En su habitual espacio dedicado a las efemérides, el área de Museos del Parque Miguel Lillo recordó este 31 de julio un acontecimiento que marcó la historia de la comunidad vasca de Necochea: la inauguración de la sede del Centro Vasco Euzko Etxea, ubicada en la esquina de calles 58 y 67, ocurrida exactamente un día como hoy de 1951.
El edificio, que desde entonces es un punto de encuentro para generaciones de descendientes de vascos, simboliza el arraigo de una colectividad que dejó una profunda huella en la identidad cultural, social e institucional de la ciudad.
La inauguración fue el resultado de un intenso trabajo iniciado pocos años antes. En abril de 1945, un numeroso grupo de inmigrantes y descendientes vascos decidió dar un paso trascendental al conformar una institución que los representara y preservara sus tradiciones.
La primera asamblea, realizada el 4 de abril de ese año en la Biblioteca Popular Andrés Ferreyra, dio origen a una comisión provisoria encargada de redactar los estatutos. Días después, el 15 de abril, la asamblea constitutiva reunió a más de 300 adherentes, quienes aprobaron por unanimidad la creación del Centro Basko Argentino “Euzko Etxea” y eligieron a su primera comisión directiva, presidida por Cleto Garate e integrada por reconocidos referentes de la comunidad vasca local.

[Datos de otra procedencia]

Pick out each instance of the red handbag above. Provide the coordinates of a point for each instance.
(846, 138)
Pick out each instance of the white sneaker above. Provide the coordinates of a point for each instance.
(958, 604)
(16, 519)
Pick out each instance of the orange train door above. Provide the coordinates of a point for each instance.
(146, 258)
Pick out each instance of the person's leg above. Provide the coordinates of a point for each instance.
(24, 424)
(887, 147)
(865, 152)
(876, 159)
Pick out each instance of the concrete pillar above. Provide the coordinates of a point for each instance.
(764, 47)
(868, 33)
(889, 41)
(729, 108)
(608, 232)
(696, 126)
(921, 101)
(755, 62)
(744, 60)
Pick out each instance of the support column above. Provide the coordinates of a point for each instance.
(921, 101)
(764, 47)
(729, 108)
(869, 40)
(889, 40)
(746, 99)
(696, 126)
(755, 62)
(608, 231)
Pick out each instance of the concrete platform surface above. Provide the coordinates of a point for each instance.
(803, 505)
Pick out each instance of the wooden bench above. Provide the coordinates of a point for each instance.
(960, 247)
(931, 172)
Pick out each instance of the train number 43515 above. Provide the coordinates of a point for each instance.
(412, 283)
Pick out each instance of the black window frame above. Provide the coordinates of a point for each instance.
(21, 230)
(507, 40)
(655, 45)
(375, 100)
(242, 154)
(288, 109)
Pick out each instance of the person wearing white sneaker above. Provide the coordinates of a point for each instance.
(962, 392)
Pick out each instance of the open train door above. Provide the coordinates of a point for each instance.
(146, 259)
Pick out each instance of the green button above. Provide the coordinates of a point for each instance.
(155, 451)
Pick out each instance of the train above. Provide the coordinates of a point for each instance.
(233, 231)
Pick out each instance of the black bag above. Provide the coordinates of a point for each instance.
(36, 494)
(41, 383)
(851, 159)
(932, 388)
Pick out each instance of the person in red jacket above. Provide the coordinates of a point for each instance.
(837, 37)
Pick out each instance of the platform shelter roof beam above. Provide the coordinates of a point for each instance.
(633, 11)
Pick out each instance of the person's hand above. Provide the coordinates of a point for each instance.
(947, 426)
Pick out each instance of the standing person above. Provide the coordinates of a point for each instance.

Apenas seis años después de aquella fundación, el sueño de contar con una casa propia se hizo realidad con la inauguración de la sede de calles 58 y 67, que rápidamente se transformó en un espacio destinado a la difusión de la cultura, el idioma, las tradiciones y las celebraciones del pueblo vasco.
Desde entonces, el Centro Vasco ha sido escenario de innumerables actividades culturales, sociales y gastronómicas, además de mantener vivas las costumbres de una colectividad que tuvo un rol protagónico en el desarrollo de Necochea.
A 75 años de aquella inauguración, la sede de Euzko Etxea continúa siendo un emblema de la presencia vasca en la ciudad y un lugar de encuentro donde la historia, la identidad y las raíces siguen transmitiéndose de generación en generación.